This from the "Orient Ode," a pageant of compelling beauty, is already dear to every lover of Francis Thompson:

Lo, in the sanctuaried East,
Day, a dedicated priest
In all his robes pontifical exprest,
Lifteth slowly, lifteth sweetly,
From out its Orient tabernacle drawn,
Yon orbèd sacrament confest
Which sprinkles benediction through the dawn;
And when the grave procession's ceased,
The earth with due illustrious rite
Blessed,—ere the frail fingers featly
Of twilight, violet-cassocked acolyte,
His sacerdotal stoles unvest—
Sets, for high close of the mysterious feast,
The sun in august exposition meetly
Within the flaming monstrance of the West.

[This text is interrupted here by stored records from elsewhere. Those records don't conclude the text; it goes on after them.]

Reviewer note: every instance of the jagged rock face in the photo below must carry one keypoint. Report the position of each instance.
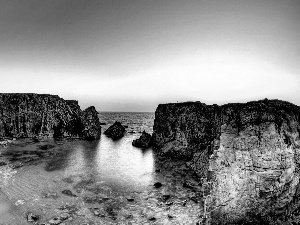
(91, 124)
(115, 131)
(144, 141)
(183, 129)
(29, 115)
(251, 161)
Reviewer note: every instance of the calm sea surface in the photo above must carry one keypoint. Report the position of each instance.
(112, 168)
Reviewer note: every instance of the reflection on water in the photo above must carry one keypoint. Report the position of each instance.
(115, 163)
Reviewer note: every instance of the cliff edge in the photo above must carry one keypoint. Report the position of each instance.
(30, 115)
(247, 155)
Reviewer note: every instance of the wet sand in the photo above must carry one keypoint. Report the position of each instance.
(77, 195)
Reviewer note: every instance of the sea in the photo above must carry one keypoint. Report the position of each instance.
(105, 181)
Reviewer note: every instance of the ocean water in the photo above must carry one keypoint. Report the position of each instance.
(87, 171)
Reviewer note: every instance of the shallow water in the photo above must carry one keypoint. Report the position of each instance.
(112, 176)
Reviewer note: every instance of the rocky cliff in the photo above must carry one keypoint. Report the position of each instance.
(247, 155)
(29, 115)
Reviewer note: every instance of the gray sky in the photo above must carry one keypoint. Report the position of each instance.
(126, 55)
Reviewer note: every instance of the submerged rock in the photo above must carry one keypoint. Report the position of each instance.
(247, 155)
(115, 131)
(32, 217)
(157, 185)
(91, 124)
(46, 147)
(144, 141)
(69, 193)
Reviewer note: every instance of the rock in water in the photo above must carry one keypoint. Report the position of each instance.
(144, 141)
(43, 115)
(248, 155)
(91, 124)
(115, 131)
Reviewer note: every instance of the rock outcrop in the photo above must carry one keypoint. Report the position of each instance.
(31, 115)
(144, 141)
(115, 131)
(248, 156)
(91, 124)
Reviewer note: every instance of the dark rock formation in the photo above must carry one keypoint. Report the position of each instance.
(36, 115)
(144, 141)
(248, 155)
(115, 131)
(91, 124)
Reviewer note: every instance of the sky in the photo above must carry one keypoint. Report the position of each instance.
(131, 55)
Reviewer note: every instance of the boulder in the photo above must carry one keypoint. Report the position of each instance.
(144, 141)
(247, 156)
(115, 131)
(91, 124)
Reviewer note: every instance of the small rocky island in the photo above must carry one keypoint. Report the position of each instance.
(44, 115)
(246, 156)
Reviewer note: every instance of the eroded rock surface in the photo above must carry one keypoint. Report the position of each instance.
(115, 131)
(36, 115)
(247, 154)
(144, 141)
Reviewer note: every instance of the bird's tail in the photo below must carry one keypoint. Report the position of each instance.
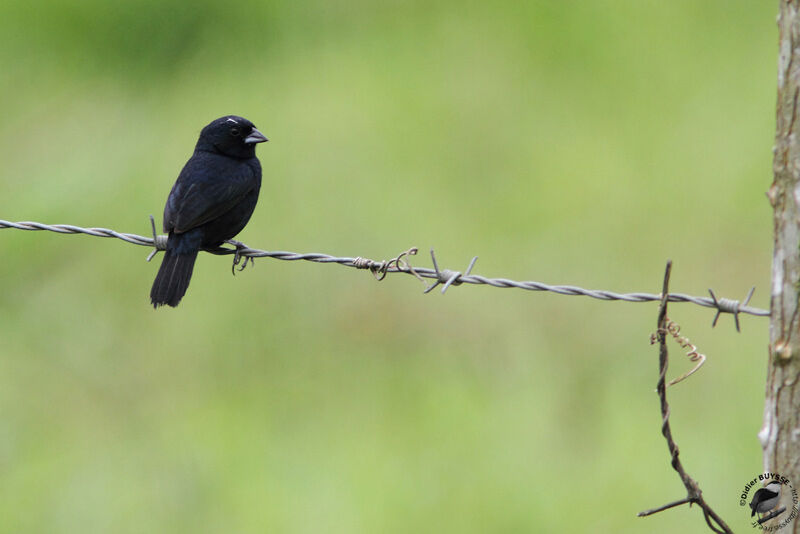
(173, 278)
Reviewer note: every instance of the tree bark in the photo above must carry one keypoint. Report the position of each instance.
(780, 434)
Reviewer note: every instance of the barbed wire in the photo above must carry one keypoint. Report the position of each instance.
(400, 264)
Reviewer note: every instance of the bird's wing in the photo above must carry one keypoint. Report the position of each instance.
(207, 187)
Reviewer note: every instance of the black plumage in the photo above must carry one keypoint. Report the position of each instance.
(211, 202)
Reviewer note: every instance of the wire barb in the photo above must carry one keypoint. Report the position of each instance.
(446, 276)
(729, 306)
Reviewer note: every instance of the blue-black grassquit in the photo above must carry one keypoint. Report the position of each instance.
(211, 201)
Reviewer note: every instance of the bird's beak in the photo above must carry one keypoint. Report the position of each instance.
(255, 137)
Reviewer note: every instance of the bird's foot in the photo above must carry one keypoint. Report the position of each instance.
(238, 257)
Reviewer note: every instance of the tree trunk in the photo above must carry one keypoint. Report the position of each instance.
(780, 435)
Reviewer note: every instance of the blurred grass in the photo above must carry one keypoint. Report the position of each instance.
(580, 144)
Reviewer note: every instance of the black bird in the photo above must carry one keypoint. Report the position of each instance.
(211, 201)
(766, 498)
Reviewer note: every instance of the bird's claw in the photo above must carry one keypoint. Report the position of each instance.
(237, 256)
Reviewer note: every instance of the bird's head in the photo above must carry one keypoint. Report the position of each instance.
(232, 136)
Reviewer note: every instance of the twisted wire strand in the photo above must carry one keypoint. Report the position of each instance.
(395, 266)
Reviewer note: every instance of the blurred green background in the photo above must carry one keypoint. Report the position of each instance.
(567, 142)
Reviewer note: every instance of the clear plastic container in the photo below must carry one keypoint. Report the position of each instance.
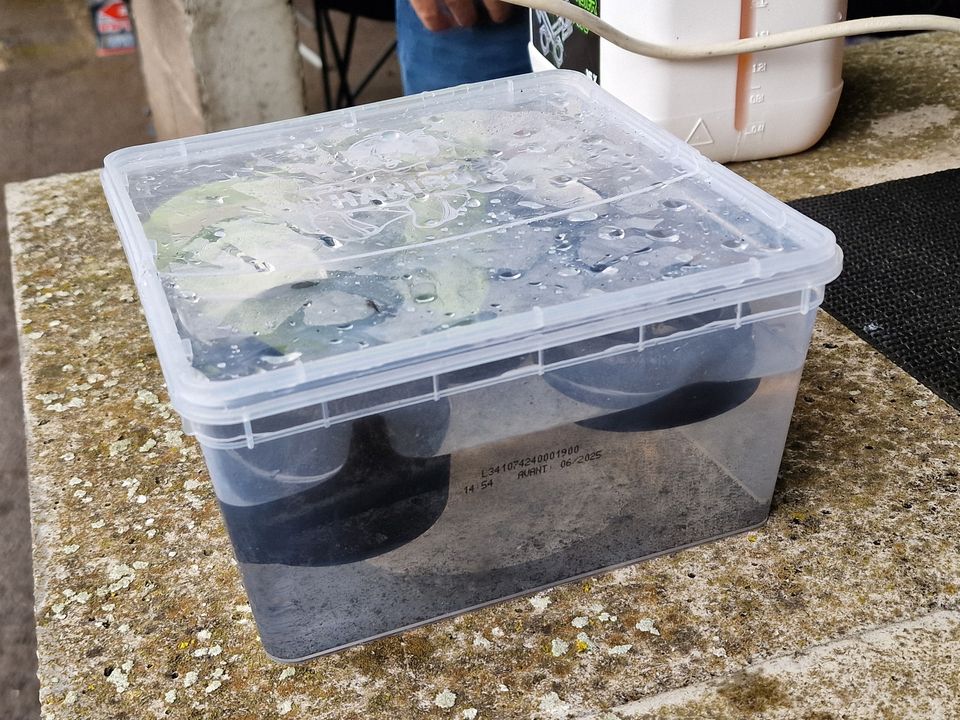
(447, 349)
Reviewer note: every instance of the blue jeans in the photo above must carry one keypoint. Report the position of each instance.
(435, 60)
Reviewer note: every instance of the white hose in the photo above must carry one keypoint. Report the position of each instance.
(865, 26)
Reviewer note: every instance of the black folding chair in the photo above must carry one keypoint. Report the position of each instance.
(340, 52)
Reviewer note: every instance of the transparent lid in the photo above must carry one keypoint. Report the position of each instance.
(344, 242)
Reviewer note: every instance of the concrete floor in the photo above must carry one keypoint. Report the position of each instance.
(61, 110)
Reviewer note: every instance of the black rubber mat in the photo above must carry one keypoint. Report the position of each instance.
(900, 287)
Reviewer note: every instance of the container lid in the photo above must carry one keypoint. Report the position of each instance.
(349, 251)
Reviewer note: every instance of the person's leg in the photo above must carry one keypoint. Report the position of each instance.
(435, 60)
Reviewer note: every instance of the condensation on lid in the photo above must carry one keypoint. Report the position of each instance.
(308, 239)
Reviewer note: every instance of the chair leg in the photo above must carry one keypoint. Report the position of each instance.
(322, 20)
(376, 68)
(348, 96)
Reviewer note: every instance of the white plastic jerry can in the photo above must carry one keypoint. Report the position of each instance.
(743, 107)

It is impossible to quote here from the "Ode to the Setting Sun," with its half-tragic blending of death and birth, or from the wild Bacchic gladness of the "Corymbus for Autumn." For Thompson can, and does, rejoice in beauty with the sensuous loveliness of Keats himself; albeit very soon the visible becomes for him a portent and prophecy of the invisible, and through the glad earth-cry roll dim pealings of "a higher and a solemn voice." There is no more representative expression of this very Christian and very poetic attitude than in the lovely Paschal ode, "From the Night of Forebeing," with its inspiring burden:

Look up, O mortals, and the portent heed:
In very deed
Washed with new fire to their irradiant birth
Reintegrated are the heavens and earth!
From sky to sod,
The world's unfolded blossom smells of God.